Once you have constructed your genome sets, verify that they include what appear to be a reasonable collection of genomes.
Computing Signature Clusters¶
Now that we have GS1 and GS2 defined, we can compute the signature clusters using something like
p3-related-by-clusters --col=1 --gs1 pyogenes --gs2 not.pyogenes --sz1 20 --sz2 20 --min 0.8 --max 0.1 --iterations 2 --output Strep
Let us briefly discuss the process being requested:
First, we take 20 random genomes from GS1 and 20 from GS2 (these sizes are specified by sz1 and sz2) Then, we compute the protein families that occur in at least 80% of the genomes in GS1, but no more than 10% of the genomes in GS2 (the thresholds are specified by the min and max arguments). These are the signature families that we will use to search for signature clusters.
Then we compute the desired signature clusters, based on the randomly selected genome sets.
We save the clusters computed; this is called a single iteration. We redo the selection of random genomes, computation of signature families, and computation of signature clusters (added to a growing set), until we have completed the requested number of iterations (in our example, we specified “2”).
Thus, we build up a collection of signature clusters recorded in the designated output directory. If you look in the file related.signature.clusters in this directory, you will see something like the following, showing the family pairs found and how many times each pair occurs.
PGF_00091842 PGF_02991161 106
PGF_03507811 PGF_03520364 75
PGF_00422632 PGF_03520364 75
PGF_00018136 PGF_00059826 59
PGF_00059826 PGF_03510607 57
PGF_00061508 PGF_03507845 55
PGF_00031781 PGF_03498768 52
PGF_03507845 PGF_03520364 50
PGF_00413443 PGF_02239557 48
PGF_00423533 PGF_03512306 46
PGF_03504450 PGF_03507868 45
PGF_00006421 PGF_00341140 44
PGF_00795056 PGF_03499087 43
PGF_00011284 PGF_00011285 41
PGF_00053076 PGF_00221701 41
In the next section, we will show how to put these results in a more useful form.
Looking at the Results¶
To look at the computed signature clusters, use something like
p3-format-results -d Strep | p3-aggregates-to-html >clusters.html
The results will look something like this:
If you click on the feature ID, you will be taken to the Patric Feature Page for that feature:
If you click the circled C on a feature, you will see a “Compare Regions” screen centered on that feature, like this:
If you click on a family id, you will be taken to a Patric Family Page:
Summary¶
We have implemented a tool that, given two sets of genomes, will compute the signature clusters that occur (or tend to occur) in genomes from one set but not in genomes from the other.

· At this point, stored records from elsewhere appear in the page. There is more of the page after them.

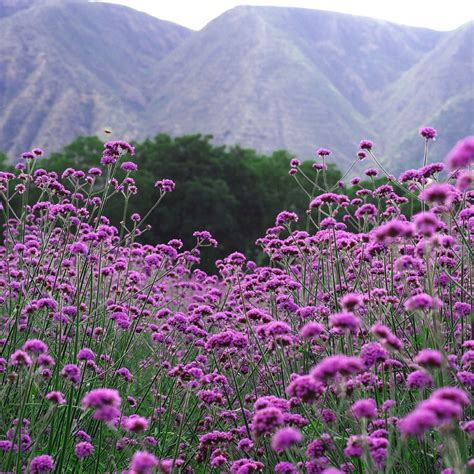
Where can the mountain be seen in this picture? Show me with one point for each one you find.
(289, 78)
(437, 91)
(261, 77)
(70, 68)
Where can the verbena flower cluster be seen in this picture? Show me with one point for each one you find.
(350, 349)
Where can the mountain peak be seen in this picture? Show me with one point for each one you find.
(10, 7)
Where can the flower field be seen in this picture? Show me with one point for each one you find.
(350, 349)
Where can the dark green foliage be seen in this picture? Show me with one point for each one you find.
(234, 193)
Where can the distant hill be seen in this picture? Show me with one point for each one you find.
(71, 68)
(262, 77)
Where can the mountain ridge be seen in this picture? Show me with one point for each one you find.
(262, 77)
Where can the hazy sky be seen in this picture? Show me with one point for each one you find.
(435, 14)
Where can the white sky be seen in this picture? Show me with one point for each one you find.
(435, 14)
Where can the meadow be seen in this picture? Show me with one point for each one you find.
(349, 349)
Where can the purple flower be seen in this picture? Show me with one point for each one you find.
(364, 408)
(143, 462)
(462, 154)
(426, 223)
(428, 132)
(56, 397)
(417, 422)
(285, 467)
(41, 464)
(352, 301)
(421, 301)
(165, 185)
(266, 420)
(35, 346)
(311, 329)
(83, 449)
(323, 152)
(85, 354)
(71, 372)
(20, 358)
(286, 216)
(429, 358)
(285, 438)
(373, 353)
(136, 424)
(101, 397)
(366, 145)
(129, 166)
(442, 194)
(419, 379)
(346, 322)
(305, 388)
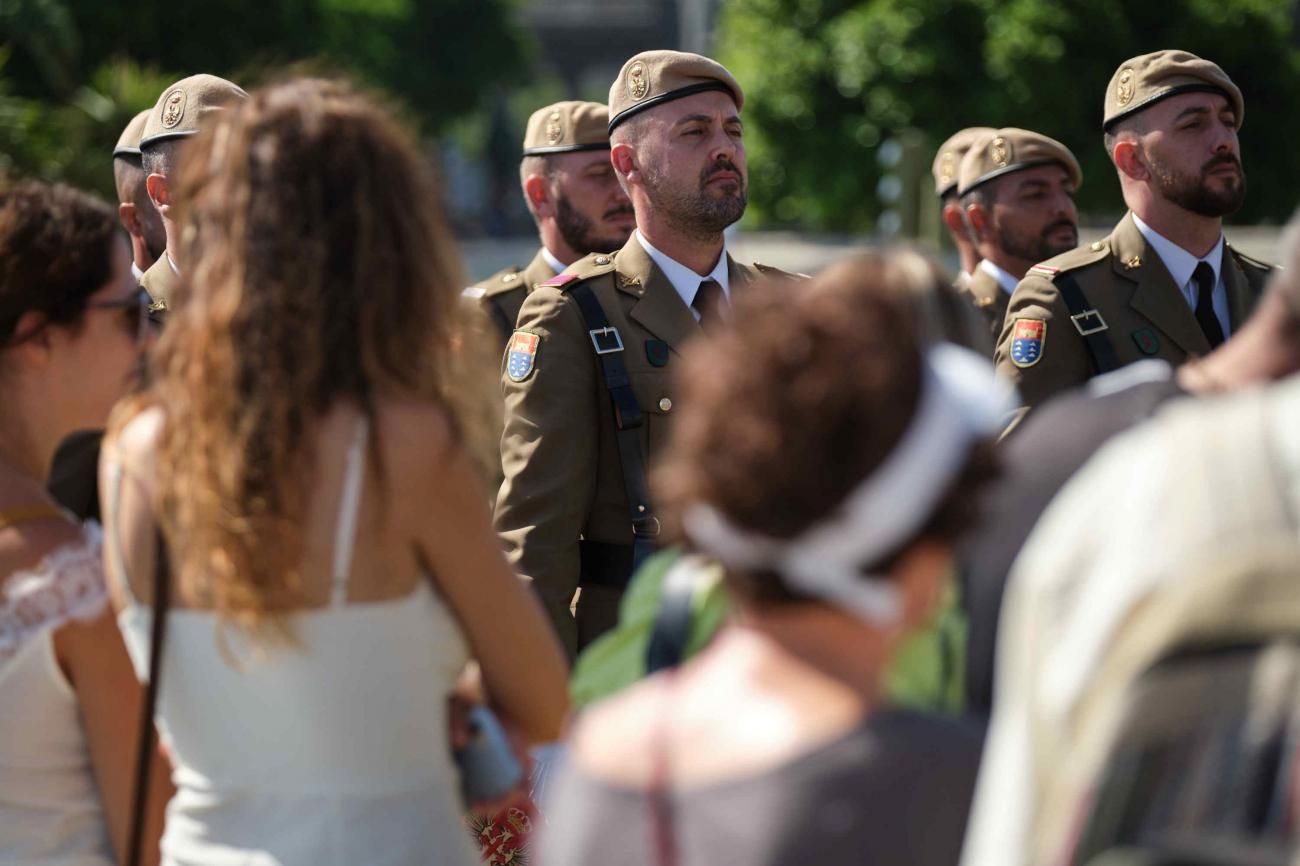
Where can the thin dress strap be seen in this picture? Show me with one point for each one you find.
(349, 505)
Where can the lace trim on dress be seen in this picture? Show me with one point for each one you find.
(66, 584)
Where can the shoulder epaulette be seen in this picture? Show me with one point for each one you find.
(1248, 260)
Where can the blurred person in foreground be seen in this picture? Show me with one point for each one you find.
(772, 745)
(1017, 194)
(74, 472)
(676, 603)
(1200, 480)
(1164, 284)
(948, 159)
(178, 113)
(73, 329)
(303, 450)
(1060, 438)
(575, 198)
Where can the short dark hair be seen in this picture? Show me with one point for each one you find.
(56, 246)
(830, 369)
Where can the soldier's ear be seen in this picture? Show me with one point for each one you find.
(1129, 159)
(160, 193)
(976, 217)
(538, 195)
(623, 156)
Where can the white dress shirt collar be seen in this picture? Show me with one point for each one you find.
(1004, 278)
(1181, 263)
(557, 265)
(683, 278)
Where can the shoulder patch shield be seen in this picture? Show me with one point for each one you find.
(521, 355)
(1027, 338)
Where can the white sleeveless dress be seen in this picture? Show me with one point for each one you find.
(329, 753)
(51, 813)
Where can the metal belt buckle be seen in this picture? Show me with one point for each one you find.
(601, 340)
(1088, 314)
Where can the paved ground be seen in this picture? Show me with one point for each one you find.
(806, 252)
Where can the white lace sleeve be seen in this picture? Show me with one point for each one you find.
(66, 584)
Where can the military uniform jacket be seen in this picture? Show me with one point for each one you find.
(160, 282)
(989, 299)
(563, 479)
(502, 294)
(1145, 315)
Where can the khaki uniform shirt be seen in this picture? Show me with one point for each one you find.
(502, 294)
(160, 281)
(563, 480)
(989, 299)
(1145, 314)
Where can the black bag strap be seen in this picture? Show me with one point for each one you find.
(627, 418)
(671, 628)
(144, 741)
(1088, 323)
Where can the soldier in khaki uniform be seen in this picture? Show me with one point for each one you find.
(1017, 190)
(173, 118)
(1164, 284)
(575, 199)
(944, 168)
(588, 369)
(134, 209)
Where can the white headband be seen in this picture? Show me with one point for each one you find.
(961, 401)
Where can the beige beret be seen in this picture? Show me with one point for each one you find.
(129, 142)
(949, 157)
(182, 107)
(564, 128)
(1144, 81)
(657, 77)
(1013, 150)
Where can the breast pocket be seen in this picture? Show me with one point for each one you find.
(654, 392)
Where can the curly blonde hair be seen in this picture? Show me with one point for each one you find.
(319, 268)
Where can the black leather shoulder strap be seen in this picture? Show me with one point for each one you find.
(628, 419)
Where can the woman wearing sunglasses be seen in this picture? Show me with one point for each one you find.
(72, 334)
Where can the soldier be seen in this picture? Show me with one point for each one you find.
(134, 209)
(586, 380)
(1164, 284)
(173, 118)
(575, 199)
(1017, 193)
(947, 161)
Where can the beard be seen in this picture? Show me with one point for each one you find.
(1039, 247)
(580, 234)
(700, 212)
(1194, 193)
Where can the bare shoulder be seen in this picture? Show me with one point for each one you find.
(611, 739)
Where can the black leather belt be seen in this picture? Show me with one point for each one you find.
(605, 564)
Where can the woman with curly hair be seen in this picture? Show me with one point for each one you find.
(73, 328)
(304, 451)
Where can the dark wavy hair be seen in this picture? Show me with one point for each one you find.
(319, 268)
(56, 249)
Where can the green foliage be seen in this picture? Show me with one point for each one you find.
(66, 89)
(828, 79)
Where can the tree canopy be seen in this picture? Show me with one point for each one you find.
(827, 81)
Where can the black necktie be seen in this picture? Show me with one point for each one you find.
(710, 303)
(1204, 277)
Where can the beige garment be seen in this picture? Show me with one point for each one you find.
(1207, 479)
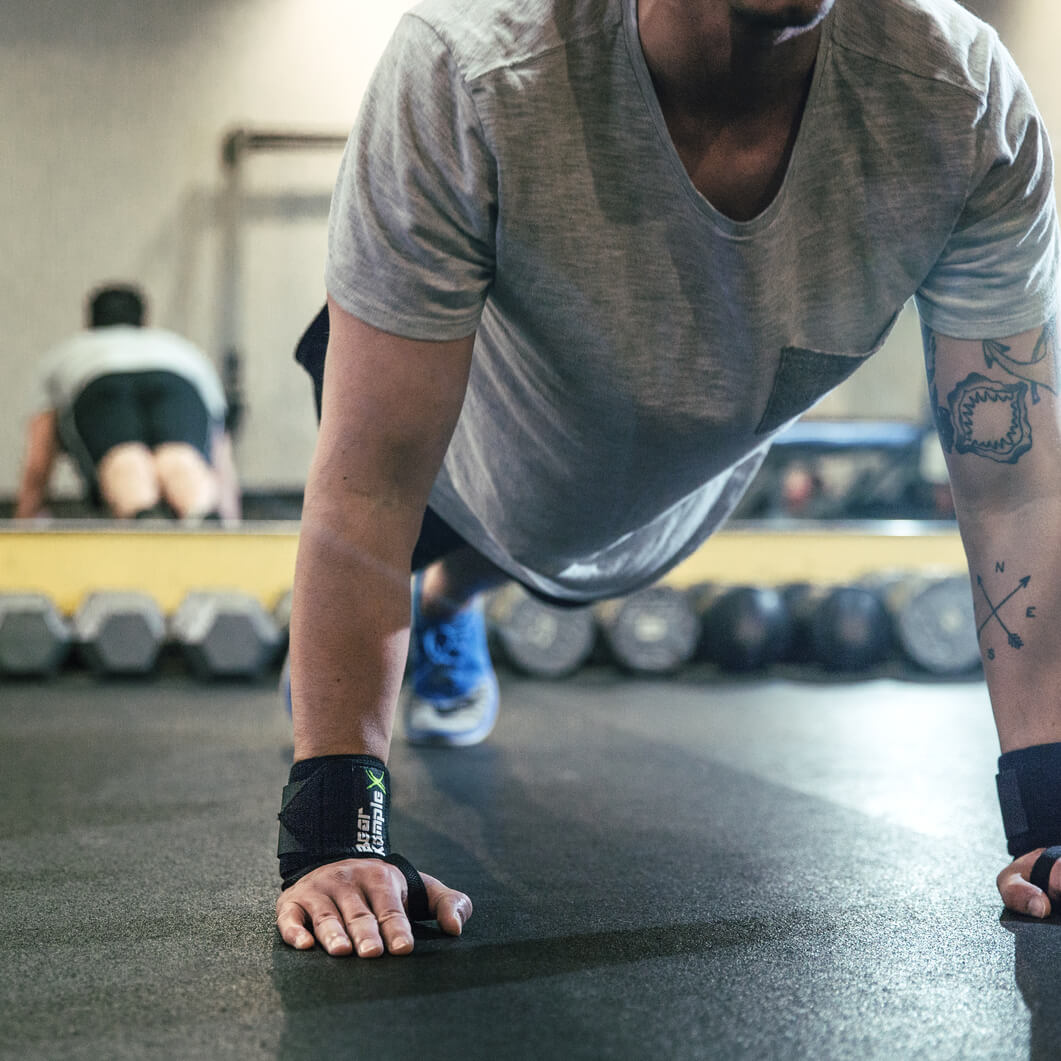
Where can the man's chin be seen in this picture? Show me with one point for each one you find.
(778, 16)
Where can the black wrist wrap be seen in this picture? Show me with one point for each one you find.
(1029, 795)
(335, 807)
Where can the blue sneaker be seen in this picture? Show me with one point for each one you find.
(451, 693)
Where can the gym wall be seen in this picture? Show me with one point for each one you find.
(111, 136)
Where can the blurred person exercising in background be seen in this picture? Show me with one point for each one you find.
(140, 411)
(587, 258)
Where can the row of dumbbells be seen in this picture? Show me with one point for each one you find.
(124, 632)
(922, 621)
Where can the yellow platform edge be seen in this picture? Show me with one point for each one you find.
(66, 562)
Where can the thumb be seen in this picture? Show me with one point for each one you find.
(451, 908)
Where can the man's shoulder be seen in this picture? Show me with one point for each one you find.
(933, 39)
(487, 35)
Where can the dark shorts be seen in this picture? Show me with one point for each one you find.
(437, 538)
(148, 407)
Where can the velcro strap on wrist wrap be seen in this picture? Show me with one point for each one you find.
(1029, 795)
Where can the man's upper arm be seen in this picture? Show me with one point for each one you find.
(995, 406)
(388, 411)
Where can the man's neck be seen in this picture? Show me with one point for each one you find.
(707, 58)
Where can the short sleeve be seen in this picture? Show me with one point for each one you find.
(998, 273)
(412, 226)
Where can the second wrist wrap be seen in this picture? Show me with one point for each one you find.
(1029, 795)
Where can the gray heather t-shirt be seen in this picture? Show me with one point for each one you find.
(510, 173)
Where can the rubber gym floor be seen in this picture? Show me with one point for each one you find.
(680, 868)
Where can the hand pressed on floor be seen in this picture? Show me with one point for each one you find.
(359, 906)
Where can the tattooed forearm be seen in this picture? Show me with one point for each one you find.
(990, 419)
(996, 622)
(1039, 370)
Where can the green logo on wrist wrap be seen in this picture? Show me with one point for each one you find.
(371, 820)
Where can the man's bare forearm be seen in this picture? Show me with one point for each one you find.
(1014, 566)
(996, 409)
(349, 628)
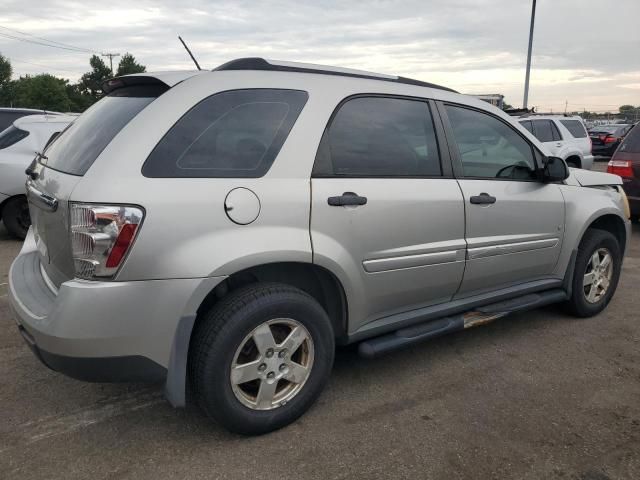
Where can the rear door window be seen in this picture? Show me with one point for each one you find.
(575, 127)
(489, 148)
(11, 136)
(78, 146)
(631, 142)
(237, 133)
(375, 136)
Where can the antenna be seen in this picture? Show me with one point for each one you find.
(189, 52)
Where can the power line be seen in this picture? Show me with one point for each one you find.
(48, 40)
(36, 42)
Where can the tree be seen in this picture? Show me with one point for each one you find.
(42, 91)
(129, 65)
(90, 83)
(5, 70)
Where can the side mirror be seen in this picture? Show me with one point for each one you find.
(555, 170)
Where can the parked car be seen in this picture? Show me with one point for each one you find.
(626, 163)
(230, 228)
(606, 138)
(565, 137)
(18, 144)
(10, 115)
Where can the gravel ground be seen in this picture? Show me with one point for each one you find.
(535, 395)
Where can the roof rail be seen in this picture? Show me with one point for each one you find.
(257, 63)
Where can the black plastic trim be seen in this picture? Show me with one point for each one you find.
(257, 63)
(133, 368)
(420, 315)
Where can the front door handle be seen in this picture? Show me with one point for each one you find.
(347, 198)
(482, 199)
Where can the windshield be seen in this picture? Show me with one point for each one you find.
(607, 129)
(75, 150)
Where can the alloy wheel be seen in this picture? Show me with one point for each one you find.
(597, 277)
(272, 364)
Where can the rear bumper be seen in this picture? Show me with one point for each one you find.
(604, 150)
(100, 331)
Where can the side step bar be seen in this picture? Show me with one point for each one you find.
(418, 333)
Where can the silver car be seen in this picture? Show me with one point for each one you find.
(227, 229)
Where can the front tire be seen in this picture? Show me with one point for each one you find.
(596, 273)
(15, 216)
(260, 357)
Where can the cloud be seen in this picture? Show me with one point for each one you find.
(469, 45)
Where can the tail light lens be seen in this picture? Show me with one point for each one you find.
(624, 168)
(101, 236)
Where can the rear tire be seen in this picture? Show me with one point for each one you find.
(596, 273)
(15, 216)
(227, 332)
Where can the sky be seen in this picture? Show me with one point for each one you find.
(586, 53)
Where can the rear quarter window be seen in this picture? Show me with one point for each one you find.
(237, 133)
(575, 127)
(11, 136)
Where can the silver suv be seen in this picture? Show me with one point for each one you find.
(226, 230)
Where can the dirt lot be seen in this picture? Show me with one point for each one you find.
(536, 395)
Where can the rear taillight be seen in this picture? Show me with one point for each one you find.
(101, 236)
(624, 168)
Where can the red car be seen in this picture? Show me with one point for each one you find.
(626, 163)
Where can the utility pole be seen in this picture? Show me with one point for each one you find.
(526, 78)
(111, 55)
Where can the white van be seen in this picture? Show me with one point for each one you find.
(565, 137)
(19, 143)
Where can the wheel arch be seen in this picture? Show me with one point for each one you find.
(313, 279)
(612, 223)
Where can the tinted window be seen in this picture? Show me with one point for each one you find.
(575, 127)
(527, 124)
(11, 136)
(631, 142)
(489, 148)
(230, 134)
(7, 118)
(544, 130)
(380, 137)
(78, 146)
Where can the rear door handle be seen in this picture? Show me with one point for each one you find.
(346, 199)
(482, 199)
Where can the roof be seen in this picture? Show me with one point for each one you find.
(26, 110)
(261, 64)
(47, 118)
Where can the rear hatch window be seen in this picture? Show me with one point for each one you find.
(82, 142)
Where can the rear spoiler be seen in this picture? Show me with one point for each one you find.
(160, 79)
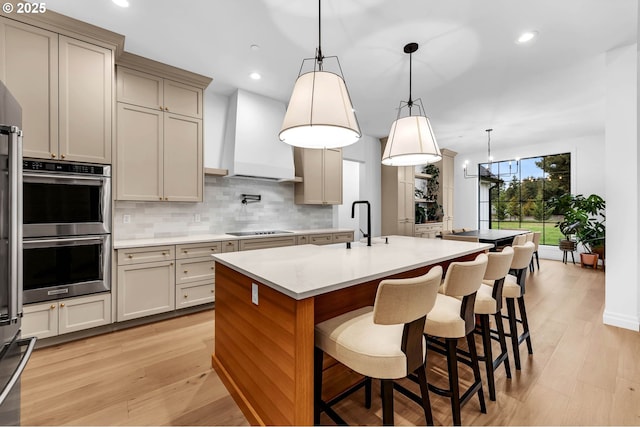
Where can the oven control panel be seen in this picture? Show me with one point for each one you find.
(75, 168)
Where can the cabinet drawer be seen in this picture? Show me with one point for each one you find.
(343, 237)
(194, 294)
(321, 239)
(194, 250)
(230, 246)
(141, 255)
(194, 270)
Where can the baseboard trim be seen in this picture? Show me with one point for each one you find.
(621, 321)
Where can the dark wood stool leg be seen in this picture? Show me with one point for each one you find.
(367, 392)
(454, 386)
(488, 355)
(317, 384)
(476, 370)
(424, 391)
(387, 402)
(503, 343)
(513, 331)
(525, 323)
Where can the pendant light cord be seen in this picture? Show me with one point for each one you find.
(319, 56)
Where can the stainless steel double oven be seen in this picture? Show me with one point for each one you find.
(67, 229)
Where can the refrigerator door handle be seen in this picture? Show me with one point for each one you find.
(18, 371)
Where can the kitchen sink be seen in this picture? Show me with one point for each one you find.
(258, 233)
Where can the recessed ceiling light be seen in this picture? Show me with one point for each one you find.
(527, 37)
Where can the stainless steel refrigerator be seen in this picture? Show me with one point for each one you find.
(15, 351)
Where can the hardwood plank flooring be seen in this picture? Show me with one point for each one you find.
(581, 373)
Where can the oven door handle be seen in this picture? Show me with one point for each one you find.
(63, 242)
(18, 371)
(47, 178)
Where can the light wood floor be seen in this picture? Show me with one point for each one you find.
(581, 373)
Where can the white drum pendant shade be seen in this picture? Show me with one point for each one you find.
(411, 142)
(320, 114)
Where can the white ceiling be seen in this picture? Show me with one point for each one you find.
(468, 71)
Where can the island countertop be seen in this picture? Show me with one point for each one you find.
(308, 270)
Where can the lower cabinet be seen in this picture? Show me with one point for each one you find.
(145, 289)
(53, 318)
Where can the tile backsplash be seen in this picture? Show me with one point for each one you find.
(221, 211)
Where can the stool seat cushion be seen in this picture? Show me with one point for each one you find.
(367, 348)
(444, 319)
(511, 288)
(485, 303)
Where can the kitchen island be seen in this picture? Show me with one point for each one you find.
(268, 301)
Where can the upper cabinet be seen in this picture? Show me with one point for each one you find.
(159, 154)
(154, 92)
(64, 86)
(321, 172)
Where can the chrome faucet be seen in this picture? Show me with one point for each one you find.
(353, 214)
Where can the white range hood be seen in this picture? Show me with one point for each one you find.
(251, 147)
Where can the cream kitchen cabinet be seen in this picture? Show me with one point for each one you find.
(146, 282)
(159, 139)
(321, 172)
(64, 316)
(146, 90)
(64, 86)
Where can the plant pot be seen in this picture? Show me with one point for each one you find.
(589, 260)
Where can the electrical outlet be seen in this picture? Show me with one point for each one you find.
(254, 293)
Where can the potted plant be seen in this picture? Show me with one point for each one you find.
(584, 218)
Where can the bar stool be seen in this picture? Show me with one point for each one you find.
(452, 318)
(514, 288)
(384, 341)
(489, 302)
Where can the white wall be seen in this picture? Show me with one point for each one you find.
(622, 297)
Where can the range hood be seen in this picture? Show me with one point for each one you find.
(251, 147)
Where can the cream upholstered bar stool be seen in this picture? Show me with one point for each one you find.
(384, 342)
(489, 302)
(513, 290)
(452, 318)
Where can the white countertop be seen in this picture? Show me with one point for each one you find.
(200, 238)
(308, 270)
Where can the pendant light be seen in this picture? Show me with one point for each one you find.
(487, 169)
(320, 113)
(411, 140)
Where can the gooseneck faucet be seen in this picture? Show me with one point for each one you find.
(353, 214)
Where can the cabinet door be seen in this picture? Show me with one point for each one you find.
(183, 173)
(84, 313)
(141, 89)
(29, 69)
(139, 153)
(182, 99)
(145, 289)
(85, 100)
(40, 320)
(332, 178)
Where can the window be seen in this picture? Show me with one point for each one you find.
(513, 195)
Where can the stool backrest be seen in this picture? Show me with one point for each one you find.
(522, 255)
(499, 264)
(464, 278)
(405, 300)
(520, 239)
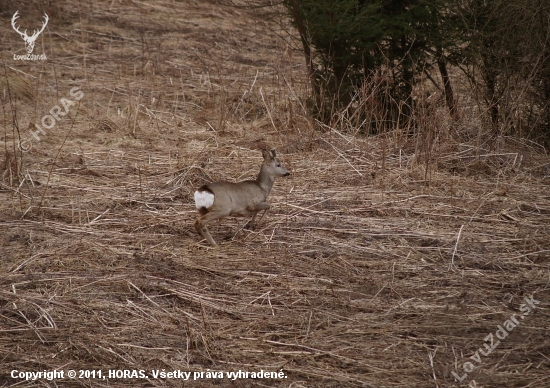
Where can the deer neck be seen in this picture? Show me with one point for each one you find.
(264, 180)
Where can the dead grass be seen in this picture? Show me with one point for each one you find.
(385, 262)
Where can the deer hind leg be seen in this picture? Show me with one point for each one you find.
(200, 225)
(258, 208)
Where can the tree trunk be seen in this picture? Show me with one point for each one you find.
(307, 50)
(447, 87)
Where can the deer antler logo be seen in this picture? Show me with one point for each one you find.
(29, 40)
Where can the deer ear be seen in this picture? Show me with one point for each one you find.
(267, 156)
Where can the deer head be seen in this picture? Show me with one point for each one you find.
(29, 40)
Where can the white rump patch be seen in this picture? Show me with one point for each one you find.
(204, 199)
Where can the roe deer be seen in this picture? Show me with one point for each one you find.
(246, 198)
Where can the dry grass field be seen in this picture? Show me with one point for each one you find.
(386, 261)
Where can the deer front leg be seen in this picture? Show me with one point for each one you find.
(258, 208)
(200, 225)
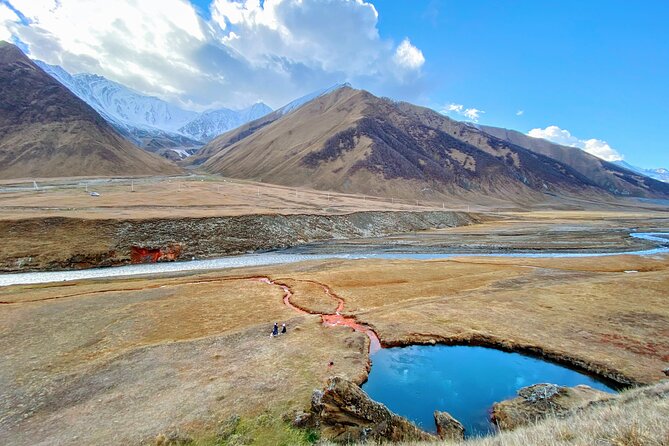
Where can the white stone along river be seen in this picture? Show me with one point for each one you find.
(286, 256)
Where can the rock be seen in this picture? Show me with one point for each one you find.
(173, 438)
(347, 414)
(303, 420)
(228, 428)
(540, 400)
(448, 428)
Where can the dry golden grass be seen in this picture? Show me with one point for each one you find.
(198, 196)
(131, 358)
(636, 418)
(608, 321)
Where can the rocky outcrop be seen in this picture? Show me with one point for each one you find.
(448, 428)
(118, 242)
(542, 400)
(345, 413)
(170, 253)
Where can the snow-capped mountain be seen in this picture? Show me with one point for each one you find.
(660, 174)
(210, 124)
(148, 121)
(297, 103)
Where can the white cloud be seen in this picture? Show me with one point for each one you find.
(563, 137)
(409, 56)
(473, 114)
(7, 19)
(275, 50)
(458, 108)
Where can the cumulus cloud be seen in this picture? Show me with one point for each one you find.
(472, 114)
(249, 50)
(7, 19)
(563, 137)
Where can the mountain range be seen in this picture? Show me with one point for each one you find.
(660, 174)
(338, 138)
(47, 131)
(352, 141)
(148, 121)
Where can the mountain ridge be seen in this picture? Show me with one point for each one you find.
(611, 176)
(147, 120)
(351, 141)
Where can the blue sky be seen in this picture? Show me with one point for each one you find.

The sets of genomes are taken from the current release of the PATRIC database.
We have illustrated one intended use: finding the signature clusters that distinguish a species from other species within a phylogenetic context (the genus).
There are others that you might try. For example, if you wanted to find which EC numbers occur in clusters of signature families for Streptococcus pneumonia, but not in Streptococcus pyogenes, you should be able to locate these (as well as those that occur in S.pyogenes, but not in S.pneumo).